7. The radioactivity local delivery system of claim 1 ,

2, 3, 4, 5, or 6, wherein said radioisotope is selected from a group of pure beta-emitter, pure gamma-emitter and mixed beta- and gamma-emitter.

8. The radioactivity local delivery system of claim 1 , 2, 3, 4, 5, 6, or 7, wherein said support is a stent adapted for angioplasty, said radioisotope is a pure beta-emitter and said dose of radiation is between 20 Gy and 200 Gy.

9. The radioactivity local delivery system of claim 8 wherein said dose of radiation is approximately 60 Gy in 7 days equivalent.

10. The radioactivity local delivery system of claims 1 , 2, 3, 4, 5, 7, 8, 9 wherein said radioisotope is ⁴⁵Ca coupled to a chelating agent.

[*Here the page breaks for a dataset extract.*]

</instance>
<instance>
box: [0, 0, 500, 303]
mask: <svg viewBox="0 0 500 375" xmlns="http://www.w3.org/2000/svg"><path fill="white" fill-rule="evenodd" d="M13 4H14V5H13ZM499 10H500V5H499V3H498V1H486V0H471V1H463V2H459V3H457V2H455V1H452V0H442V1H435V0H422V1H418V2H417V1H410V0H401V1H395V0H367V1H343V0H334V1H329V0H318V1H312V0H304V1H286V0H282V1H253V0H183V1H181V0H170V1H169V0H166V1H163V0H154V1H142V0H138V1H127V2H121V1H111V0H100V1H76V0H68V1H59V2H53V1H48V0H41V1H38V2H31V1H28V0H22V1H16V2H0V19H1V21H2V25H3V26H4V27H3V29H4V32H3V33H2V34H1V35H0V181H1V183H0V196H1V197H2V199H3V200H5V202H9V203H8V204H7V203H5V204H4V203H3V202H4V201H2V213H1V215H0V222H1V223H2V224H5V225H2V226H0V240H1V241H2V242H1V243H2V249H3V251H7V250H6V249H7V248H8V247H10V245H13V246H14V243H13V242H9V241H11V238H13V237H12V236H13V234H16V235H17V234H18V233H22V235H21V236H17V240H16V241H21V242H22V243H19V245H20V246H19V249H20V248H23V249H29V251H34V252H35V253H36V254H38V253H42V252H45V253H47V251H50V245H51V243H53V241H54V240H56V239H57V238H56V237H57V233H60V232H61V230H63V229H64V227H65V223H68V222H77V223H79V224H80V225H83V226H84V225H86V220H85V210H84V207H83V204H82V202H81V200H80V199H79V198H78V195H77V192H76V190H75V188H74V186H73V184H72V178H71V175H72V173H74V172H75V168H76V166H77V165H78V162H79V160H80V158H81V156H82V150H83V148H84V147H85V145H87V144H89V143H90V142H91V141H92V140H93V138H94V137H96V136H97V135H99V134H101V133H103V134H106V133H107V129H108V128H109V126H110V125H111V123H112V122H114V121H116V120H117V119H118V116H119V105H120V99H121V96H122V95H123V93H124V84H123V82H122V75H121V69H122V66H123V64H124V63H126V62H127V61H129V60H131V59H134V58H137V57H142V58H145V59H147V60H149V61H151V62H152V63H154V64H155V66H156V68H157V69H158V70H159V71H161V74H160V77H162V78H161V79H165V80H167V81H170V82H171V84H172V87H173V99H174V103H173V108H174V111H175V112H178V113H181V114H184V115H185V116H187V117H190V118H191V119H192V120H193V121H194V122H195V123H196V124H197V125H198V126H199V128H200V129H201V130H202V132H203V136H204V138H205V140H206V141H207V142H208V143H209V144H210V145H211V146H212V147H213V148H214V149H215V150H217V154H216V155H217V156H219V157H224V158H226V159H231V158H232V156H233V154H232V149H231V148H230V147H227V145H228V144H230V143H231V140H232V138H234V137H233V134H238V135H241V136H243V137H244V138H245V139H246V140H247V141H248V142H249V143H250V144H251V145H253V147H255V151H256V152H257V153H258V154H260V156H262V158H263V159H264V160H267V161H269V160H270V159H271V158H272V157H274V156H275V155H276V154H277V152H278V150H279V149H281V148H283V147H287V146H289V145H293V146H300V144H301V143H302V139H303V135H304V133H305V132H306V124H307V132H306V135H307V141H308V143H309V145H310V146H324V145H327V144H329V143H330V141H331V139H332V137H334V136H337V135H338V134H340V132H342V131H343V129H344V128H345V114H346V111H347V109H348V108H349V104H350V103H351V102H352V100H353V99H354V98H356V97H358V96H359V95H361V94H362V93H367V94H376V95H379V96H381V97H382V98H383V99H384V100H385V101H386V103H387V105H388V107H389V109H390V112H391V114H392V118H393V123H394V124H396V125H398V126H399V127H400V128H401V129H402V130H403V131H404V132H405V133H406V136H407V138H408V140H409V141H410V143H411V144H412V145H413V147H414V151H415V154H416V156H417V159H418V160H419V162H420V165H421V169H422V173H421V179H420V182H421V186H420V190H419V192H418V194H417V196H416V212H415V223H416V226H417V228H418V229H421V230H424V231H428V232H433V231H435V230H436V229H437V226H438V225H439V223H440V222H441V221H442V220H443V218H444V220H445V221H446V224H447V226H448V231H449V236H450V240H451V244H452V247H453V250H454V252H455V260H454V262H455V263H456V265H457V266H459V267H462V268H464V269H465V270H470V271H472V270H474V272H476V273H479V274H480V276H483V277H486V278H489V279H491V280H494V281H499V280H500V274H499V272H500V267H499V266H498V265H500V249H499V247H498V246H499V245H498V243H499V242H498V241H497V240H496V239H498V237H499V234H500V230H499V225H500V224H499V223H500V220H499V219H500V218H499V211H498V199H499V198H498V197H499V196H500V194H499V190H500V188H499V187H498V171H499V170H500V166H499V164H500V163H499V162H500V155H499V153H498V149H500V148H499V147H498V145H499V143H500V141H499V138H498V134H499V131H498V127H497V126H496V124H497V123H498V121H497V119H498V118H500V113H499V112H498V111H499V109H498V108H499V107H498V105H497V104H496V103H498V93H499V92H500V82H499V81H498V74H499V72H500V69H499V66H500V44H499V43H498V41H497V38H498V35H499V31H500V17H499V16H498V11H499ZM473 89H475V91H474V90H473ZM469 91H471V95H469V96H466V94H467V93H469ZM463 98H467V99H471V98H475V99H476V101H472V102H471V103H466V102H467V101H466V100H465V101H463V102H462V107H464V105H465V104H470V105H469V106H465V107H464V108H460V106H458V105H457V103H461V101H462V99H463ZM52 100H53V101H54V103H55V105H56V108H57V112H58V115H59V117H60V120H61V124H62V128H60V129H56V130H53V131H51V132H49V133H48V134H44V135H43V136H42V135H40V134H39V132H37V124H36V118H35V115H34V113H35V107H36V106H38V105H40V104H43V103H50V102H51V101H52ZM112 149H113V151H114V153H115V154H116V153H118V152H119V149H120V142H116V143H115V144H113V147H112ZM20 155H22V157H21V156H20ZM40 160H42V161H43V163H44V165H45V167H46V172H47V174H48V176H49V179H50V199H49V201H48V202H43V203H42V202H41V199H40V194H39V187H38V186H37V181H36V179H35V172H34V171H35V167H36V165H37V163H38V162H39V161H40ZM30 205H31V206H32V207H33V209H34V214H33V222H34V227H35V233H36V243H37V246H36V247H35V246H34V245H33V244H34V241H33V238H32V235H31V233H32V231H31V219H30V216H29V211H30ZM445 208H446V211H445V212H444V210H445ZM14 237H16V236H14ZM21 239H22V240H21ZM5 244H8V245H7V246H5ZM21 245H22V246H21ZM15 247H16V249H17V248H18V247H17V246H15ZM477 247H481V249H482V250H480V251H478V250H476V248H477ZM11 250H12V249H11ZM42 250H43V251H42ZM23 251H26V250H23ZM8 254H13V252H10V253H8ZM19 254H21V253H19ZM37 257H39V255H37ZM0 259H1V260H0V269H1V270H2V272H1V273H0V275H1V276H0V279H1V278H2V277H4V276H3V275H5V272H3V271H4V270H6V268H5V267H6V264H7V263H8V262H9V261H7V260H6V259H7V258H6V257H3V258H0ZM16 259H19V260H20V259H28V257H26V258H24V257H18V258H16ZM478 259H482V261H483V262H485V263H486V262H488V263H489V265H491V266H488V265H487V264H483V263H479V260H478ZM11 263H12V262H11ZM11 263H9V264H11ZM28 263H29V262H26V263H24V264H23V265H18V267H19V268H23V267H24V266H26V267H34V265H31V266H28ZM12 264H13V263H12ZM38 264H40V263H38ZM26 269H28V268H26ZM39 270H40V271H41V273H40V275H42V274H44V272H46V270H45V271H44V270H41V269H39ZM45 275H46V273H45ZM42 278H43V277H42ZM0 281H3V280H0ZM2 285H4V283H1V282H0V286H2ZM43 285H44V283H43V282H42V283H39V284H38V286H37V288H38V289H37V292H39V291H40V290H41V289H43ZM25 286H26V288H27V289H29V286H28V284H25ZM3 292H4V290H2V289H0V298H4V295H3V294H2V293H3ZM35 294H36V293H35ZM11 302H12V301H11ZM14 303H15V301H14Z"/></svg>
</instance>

11. The radioactivity local delivery wherein said chelating agent is selected from a group consisting of EDTA, DTPA and DFO.

12. A kit comprising a support of generally tubular structure having an external surface adapted to engage the wall of a vessel of a human patient and a radioisotope coupled to a chelating agent, wherein said radioisotope is in releasable association with said support for locally delivering to a targeted site of a human vessel a predetermined dose of radiation.

13. A cell proliferation inhibiting composition comprising a radioisotope coupled to a chelating agent, wherein said radioisotope is in releasable association with a pharmaceutically acceptable carrier, whereby, upon placement of said cell proliferation inhibiting composition at a targeted site in a human patient, said irradiation by said radioisotope inhibits a proliferation of actively proliferating cells and whereby said releasable association between said radioisotope and said carrier enables a controlled release of said radioisotope from said targeted site at a controlled rate into the circulation of said patient and said chelating agent enables a rapid elimination of said radioisotope from said circulation.

14. A method to decrease the growth of actively proliferating cells at a targeted site in a vessel of a human patient comprising steps of inserting and positioning at said site of a composition consisting of a radioisotope coupled to a chelating agent, wherein said radioisotope is in releasable association with a pharmaceutically acceptable carrier; such that irradiation inhibits a proliferation of said actively proliferating cells and such that, by way of said releasable association between said radioisotope and said carrier, said radioisotope is removed from said targeted site at a controlled rate into the circulation of said patient and said chelating agent enables a rapid elimination of said radioisotope from said circulation.